Mr. Gural fixed on messages from the school, like one from Mr. Tompkins: “[W]e believe that differences in aptitude — in one child preternatural dexterity on the violin, in another precocious ability to decode a novel, in a third the ability to create marvels with a brush and canvas — make for the richest possible learning environment.” What if Ellis wanted to be an artist like his mother or a baker like his father? What was the harm to the school in nurturing him for that path?

“What,” Mr. Gural asked, “is the benefit to the institution by not having him there?”

Clara Hemphill, founder of InsideSchools.org, a guide to New York’s public schools, said private schools counsel out students fairly regularly, with few if any restrictions.

“My experience is that none of the private schools do a very good job serving kids with special needs,” she said. “As a generalization, public schools have the will but not the capacity, and the private schools have the capacity but not the will.

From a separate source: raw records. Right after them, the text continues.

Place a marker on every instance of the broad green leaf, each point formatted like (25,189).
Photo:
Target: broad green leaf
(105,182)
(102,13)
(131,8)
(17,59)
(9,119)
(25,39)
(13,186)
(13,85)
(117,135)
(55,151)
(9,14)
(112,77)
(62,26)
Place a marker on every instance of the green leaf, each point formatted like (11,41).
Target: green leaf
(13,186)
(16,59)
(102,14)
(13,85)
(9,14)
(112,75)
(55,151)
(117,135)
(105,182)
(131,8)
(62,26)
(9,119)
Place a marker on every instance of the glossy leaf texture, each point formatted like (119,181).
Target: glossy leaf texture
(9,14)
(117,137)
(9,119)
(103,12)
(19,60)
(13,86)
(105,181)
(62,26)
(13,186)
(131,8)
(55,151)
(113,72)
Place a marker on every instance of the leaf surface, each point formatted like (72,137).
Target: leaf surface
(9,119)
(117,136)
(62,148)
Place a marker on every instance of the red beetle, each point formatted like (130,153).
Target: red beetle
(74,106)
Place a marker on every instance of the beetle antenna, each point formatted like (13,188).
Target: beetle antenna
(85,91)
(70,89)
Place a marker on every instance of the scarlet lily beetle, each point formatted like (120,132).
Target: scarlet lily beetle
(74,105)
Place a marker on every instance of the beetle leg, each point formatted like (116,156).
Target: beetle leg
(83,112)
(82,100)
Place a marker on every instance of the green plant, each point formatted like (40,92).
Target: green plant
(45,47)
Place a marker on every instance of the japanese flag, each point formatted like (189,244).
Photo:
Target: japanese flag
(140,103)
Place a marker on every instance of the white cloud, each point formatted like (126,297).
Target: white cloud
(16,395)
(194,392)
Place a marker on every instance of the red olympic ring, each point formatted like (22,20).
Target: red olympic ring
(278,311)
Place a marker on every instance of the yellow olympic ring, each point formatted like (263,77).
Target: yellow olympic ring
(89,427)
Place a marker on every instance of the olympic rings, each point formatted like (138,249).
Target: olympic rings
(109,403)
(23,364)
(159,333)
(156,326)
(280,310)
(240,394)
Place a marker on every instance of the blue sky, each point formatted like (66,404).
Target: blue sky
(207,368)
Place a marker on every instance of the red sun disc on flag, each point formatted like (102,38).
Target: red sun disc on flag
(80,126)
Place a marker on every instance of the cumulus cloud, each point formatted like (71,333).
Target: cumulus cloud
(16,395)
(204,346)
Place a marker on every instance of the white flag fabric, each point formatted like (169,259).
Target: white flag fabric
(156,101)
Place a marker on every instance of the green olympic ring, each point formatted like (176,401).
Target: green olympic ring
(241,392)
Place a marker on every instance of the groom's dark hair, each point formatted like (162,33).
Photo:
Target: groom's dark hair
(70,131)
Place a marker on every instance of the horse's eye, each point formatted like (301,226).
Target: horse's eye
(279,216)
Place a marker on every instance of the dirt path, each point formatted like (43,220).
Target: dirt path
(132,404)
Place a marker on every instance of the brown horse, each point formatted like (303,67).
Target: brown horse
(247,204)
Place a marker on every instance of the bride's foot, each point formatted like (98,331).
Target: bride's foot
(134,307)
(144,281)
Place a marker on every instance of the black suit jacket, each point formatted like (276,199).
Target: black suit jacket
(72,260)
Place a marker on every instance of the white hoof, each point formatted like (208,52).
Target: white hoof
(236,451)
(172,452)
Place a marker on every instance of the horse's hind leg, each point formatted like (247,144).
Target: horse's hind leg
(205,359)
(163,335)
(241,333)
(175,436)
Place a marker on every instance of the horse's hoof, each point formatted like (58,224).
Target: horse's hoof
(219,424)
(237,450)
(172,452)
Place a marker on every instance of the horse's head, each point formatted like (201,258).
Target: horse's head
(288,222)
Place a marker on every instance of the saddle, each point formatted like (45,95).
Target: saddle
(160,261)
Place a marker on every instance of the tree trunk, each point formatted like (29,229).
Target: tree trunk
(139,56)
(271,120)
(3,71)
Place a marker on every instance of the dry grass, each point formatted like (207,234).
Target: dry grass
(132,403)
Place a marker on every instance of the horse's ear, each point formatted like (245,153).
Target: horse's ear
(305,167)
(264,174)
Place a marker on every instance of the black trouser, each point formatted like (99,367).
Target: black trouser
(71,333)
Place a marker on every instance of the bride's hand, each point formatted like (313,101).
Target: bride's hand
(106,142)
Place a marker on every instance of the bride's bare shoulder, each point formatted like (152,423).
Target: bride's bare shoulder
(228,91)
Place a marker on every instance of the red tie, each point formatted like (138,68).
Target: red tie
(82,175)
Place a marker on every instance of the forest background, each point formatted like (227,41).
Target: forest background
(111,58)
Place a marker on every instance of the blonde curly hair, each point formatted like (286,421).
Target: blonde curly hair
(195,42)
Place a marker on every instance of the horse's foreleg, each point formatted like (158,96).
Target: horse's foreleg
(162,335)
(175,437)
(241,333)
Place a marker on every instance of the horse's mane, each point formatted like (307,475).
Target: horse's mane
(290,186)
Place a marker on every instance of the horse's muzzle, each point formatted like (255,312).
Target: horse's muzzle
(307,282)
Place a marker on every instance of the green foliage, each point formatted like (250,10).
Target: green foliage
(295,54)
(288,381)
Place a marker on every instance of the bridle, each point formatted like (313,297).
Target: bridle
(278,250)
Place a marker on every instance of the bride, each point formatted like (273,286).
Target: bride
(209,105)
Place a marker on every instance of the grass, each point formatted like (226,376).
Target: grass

And if your child has special needs, you’re in a very, very tough place.”

Saint Ann’s declined to answer questions about its practice of counseling out. The board president, Mino Capossela, told Mr. Gural in an email that “there is no single fixed policy” for determining that a student should leave the school, but that each case is considered individually.

One month after Ellis’s death, Saint Ann’s announced that it was forming a working group to review its resources for providing academic and mental health support for students. The review found, among other things, that the school’s staff to support students was proportionally about half that of peer schools. In any year, a quarter to a third of the school’s 1,000-plus students have a psychological diagnosis requiring an accommodation plan. The school asks an average of five students each year to leave, the review found. Since the review, the school added two members to its student support staff.